Poto Williams: Will she now apologise to the National Foundation for the Deaf, after being caught taking credit for its funding?

Hon NICKY WAGNER: I stand by my original statement that the press release is factually correct. It is unfortunate that the quote by Minister Adams has been misinterpreted. We are very supportive of all efforts to enhance captioning accessibility. That is why we put the press release out last week to congratulate the Office of the Clerk on increasing captioning.


Drinking-water Contamination—Havelock North

1. Hon ANNETTE KING (Deputy Leader—Labour) to the Minister of Health: Will he now declare a drinking-water emergency, under the Health (Drinking Water) Amendment Act 2007, in light of reports that E. coli has been discovered in a water tanker from a Hastings water supply, parked at a school in Havelock North?

Hon Peseta SAM LOTU-IIGA (Acting Minister of Health): No. I am advised that the local council is taking action, and that the water supplies for Hastings and Flaxmere are now being chlorinated. The daily tests for those supplies have been clear. I can also advise that the Minister Jonathan Coleman has confirmed there will be a Government-initiated independent inquiry into the Havelock North water contamination issue. This will be a wide-ranging inquiry to ensure that all New Zealanders can feel confident about the quality of drinking-water supplies.

Hon Annette King: So what would it take for the Minister of Health to declare a drinking-water emergency, given that over 3,200 people have now been affected by gastric illness and that the Mayor Lawrence Yule is saying that this latest result “is a significant development we cannot explain.”?

Hon Peseta SAM LOTU-IIGA: I continue to be disgusted by the attitude of that member, who is playing politics with this issue—

Mr SPEAKER: Order! I apologise for interrupting the Minister. I need to deal with a point of order.

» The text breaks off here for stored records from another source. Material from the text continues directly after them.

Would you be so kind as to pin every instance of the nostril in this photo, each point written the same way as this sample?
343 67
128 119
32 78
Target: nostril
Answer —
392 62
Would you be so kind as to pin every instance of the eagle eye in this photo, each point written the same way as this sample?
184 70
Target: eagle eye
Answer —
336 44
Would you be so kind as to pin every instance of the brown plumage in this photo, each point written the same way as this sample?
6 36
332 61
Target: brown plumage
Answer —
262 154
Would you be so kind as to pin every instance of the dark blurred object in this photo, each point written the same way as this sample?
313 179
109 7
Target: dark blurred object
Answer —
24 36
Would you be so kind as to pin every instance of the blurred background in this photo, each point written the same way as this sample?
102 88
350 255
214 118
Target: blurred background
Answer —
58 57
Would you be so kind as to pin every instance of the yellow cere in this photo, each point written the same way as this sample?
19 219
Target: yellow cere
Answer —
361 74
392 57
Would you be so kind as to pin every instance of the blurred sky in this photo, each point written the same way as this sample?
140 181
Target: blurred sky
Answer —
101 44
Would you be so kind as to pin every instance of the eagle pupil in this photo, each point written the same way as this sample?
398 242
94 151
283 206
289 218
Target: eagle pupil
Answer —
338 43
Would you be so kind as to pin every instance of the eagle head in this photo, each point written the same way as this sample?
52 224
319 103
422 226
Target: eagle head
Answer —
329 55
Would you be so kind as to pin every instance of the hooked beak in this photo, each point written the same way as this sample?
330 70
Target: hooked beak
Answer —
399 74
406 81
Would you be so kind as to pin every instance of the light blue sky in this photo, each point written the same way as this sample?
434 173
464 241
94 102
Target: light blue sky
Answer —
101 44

Hon Annette King: I raise a point of order, Mr Speaker. My question was a straight question. The Minister started his answer by being disgusted by the fact that I have raised this issue in this House, when he did not.

Mr SPEAKER: We will now allow the Minister to complete his answer.

Hon Peseta SAM LOTU-IIGA: I am still disgusted, because this member plays politics when what is at issue here is the health and safety of those people in Havelock North and Hawke’s Bay. I visited Hawke’s Bay yesterday, and what the local people told me was that they wanted their health services provided and they wanted accountability. That is what this Government is offering through this inquiry and the support that we are giving the local district council.